The pressure to feed people something, somehow will grow.  Our energy resources will become more expensive and our economies will shrink.  I've said I'm confident we'll adapt assuming we don't have a large-scale nuclear exchange.  Assuming there are anthropologist and archeologist equivalents in the world of the future, will they mark this time as the transition point to the lowest common denominator of cheap calories and poor nutrition as we attempt to feed the billions?  Will we have to depend on the cheapest calories?  Here are some guesses regarding agriculture and food supply.

What crops depend most on cheap oil?  I learned that most sugar cane is cultivated and harvested by hand, despite what I saw in Maui at the Sugar Museum where they used machines throughout.  As is common elsewhere, they burned the "bagasse" cane waste to generate a large part of the steam that powers the mill.  Looking up rice, I learned that rice cultivation is very labor intensive.  These two crops dominate tropical agriculture.  Conversely, in the temperate regions, like the United States, we've used mechanical systems, fertilizers, and petrochemicals to dramatically boost crop yields.  One or a few people drive big machines across hundreds of acres of fields.  They also take out big loans every year to pay for the crop's planting, cultivation, and harvesting.  This makes me think temperate zone agriculture could suffer relatively worse impacts from expensive oil.

Wheat, corn, and sugar beets are the big carbohydrate and sugar-containing crops of the temperate latitudes.  Wheat is mostly used to feed people; the bread of the world.  It's also the crop exported from country to country in greater volume than all other crops put together.  I wonder if part of that is because wheat stores and travels really well, maybe even better than rice and corn.  Corn, at least in this country, goes mostly to feed animals and make ethanol fuel, although we do export about 20% of the crop.  Only 1.7% actually gets eaten as corn and corn-based foods here in the U.S.  Four times as much gets made into "corn sweetener", i.e. sugar. (From the Iowa State brochure again...)

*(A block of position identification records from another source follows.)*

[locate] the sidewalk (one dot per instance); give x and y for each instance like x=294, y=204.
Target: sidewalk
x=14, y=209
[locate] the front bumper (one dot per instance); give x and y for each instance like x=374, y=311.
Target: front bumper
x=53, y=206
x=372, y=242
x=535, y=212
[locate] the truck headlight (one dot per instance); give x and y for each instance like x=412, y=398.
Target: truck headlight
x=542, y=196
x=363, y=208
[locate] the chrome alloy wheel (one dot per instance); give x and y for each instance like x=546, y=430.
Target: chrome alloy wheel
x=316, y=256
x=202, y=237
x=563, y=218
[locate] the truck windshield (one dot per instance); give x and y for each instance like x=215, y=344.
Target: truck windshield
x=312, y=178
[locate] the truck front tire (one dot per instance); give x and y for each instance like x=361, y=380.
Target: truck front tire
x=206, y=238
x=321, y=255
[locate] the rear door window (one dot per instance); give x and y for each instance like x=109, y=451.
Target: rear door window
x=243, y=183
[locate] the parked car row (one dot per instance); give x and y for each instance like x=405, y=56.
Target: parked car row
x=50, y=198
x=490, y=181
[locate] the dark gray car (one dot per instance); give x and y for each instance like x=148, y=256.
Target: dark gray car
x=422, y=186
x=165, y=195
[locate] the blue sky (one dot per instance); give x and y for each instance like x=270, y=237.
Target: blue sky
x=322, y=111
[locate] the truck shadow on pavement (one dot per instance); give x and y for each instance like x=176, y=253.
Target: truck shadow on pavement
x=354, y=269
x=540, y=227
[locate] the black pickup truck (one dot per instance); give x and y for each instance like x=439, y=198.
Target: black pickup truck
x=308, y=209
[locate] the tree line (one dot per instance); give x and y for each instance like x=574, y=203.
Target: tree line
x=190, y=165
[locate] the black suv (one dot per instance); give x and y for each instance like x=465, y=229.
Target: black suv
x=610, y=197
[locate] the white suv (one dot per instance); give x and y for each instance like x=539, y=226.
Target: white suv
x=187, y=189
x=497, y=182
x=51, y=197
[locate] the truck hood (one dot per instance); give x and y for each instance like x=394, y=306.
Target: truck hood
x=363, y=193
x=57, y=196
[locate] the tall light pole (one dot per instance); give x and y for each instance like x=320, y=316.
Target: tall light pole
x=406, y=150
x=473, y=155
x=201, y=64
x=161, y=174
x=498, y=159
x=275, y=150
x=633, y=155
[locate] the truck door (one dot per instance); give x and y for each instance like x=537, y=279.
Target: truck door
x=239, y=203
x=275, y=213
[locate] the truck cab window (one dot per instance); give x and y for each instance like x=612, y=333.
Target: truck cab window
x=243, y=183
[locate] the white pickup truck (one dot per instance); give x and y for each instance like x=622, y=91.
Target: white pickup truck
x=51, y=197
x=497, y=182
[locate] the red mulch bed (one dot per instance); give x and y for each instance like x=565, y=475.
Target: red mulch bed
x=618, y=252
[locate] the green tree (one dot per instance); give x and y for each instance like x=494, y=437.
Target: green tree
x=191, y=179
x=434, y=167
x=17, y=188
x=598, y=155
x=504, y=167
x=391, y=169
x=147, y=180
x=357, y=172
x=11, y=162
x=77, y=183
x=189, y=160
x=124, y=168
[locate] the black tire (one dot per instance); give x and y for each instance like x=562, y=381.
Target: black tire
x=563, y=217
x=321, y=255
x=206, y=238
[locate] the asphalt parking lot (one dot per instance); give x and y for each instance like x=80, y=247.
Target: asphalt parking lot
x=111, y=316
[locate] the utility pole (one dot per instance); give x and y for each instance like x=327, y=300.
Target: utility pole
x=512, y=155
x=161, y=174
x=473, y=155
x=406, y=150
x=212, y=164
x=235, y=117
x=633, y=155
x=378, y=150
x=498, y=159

You would think that as oil gets more expensive, making production and transport more expensive, that there would be considerable pressure to use the food crops we have to feed people, not animals.  Likewise, there's debate regarding whether making corn into ethanol is actually cost-effective without cheap oil.  That suggests a shift toward using the corn production that we can sustain to feed people.  Will it be cheaper to process the corn into corn sweetener and other products and ship that to cities?  I don't know.  Wheat stores and travels just fine.  Sugar beets needs to be quickly processed into sugar, which can be stored indefinitely.

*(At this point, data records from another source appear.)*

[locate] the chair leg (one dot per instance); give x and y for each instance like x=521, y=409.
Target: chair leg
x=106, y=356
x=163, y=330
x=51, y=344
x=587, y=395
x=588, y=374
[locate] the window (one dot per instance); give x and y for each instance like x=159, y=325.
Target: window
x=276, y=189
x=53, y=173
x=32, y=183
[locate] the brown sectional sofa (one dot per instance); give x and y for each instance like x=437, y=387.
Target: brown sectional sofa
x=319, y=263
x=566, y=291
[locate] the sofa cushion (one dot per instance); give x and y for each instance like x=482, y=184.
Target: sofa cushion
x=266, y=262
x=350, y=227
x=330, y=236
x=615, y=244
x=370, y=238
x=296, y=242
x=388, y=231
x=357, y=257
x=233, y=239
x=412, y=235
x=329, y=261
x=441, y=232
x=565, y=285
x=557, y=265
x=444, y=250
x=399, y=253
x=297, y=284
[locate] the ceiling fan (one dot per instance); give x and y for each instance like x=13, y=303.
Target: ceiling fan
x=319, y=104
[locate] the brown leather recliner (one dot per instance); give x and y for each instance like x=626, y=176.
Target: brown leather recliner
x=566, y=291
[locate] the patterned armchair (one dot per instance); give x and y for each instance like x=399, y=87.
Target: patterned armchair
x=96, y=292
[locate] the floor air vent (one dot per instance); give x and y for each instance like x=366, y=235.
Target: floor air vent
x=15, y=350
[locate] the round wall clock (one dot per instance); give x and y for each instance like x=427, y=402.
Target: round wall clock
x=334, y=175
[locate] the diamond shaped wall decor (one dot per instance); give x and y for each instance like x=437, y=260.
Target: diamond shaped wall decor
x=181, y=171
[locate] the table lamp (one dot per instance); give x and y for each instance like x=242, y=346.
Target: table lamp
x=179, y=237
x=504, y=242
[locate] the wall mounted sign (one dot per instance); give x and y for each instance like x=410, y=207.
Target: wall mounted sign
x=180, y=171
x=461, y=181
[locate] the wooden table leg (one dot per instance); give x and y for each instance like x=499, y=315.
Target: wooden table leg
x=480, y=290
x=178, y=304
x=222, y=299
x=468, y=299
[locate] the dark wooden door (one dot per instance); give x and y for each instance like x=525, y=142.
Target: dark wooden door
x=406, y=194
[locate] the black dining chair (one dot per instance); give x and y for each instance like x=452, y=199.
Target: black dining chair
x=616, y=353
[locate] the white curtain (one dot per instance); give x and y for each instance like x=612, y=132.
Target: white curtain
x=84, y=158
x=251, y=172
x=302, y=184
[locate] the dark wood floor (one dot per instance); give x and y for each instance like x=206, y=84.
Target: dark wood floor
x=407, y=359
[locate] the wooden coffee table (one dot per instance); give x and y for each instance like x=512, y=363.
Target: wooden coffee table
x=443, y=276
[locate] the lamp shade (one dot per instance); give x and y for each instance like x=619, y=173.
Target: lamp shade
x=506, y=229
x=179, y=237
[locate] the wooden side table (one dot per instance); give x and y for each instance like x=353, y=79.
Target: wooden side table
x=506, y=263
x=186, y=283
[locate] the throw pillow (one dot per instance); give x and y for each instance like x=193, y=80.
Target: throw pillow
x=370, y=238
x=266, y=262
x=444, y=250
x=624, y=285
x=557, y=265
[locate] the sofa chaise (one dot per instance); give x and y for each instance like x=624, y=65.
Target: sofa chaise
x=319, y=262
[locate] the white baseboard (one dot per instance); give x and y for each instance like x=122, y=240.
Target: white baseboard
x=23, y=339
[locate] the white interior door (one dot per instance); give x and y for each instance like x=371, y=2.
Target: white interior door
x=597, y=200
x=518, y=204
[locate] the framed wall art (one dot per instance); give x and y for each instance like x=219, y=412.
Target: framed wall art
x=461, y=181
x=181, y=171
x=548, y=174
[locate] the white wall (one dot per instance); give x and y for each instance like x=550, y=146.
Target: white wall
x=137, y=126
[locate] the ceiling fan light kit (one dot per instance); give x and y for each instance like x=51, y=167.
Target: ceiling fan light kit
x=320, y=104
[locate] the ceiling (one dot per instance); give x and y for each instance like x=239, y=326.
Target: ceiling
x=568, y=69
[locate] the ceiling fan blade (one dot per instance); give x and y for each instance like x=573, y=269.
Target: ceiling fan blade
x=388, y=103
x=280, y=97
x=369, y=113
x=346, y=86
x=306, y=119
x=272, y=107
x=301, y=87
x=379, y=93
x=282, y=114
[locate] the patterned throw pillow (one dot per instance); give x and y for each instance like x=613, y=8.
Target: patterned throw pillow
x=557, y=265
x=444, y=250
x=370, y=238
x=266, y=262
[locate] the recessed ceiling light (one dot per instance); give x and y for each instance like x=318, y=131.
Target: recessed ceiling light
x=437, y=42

After researching the details, I think it's unclear whether the shifts in agriculture will in themselves force more sugar consumption as a proportion of diet.  What may matter more is what foodstuffs are cheap and accessible for the millions of people in the big metropolitan areas of the world as the economy shrinks and hardship spreads.  Historically what's been most accessible to poor people with limited mobility has been cheap starchy carbohydrates and sugars.  Gary Taubes' Why We Get Fat documents multiple instances of poor populations that become obese on these diets.  A couple of books I've read talk about agriculture moving back closer to the metropolitan areas, but there will be some amount of dislocation along the way.

There's good evidence that on the front side of the Hydrocarbon/Industrial Age, we've dramatically increased our consumption of sugar, going from 6.3 pounds per person per year in 1822 to a peak of 107.7 lb/person/year in 1999 in this country by one esitimate.  It's dropped off a bit since (a trend?).  Perhaps this is the Sugar Age, too.  Gary Taubes and Robert Lustig argue persuasively that adding body fat and consuming sugar products are intimately linked.  Before Gary's book made me think about the matter in better detail, I had vaguely assumed that with some amount of pain and suffering people would get thinner as the economy shrink.  We may in fact see a higher incidence of obesity combined with poor nutrition, which won't help people adapt to a more difficult world.

We need to ask what we can grow and distribute that will sustain people.  That's a different issue that what's cheap and available, isn't it?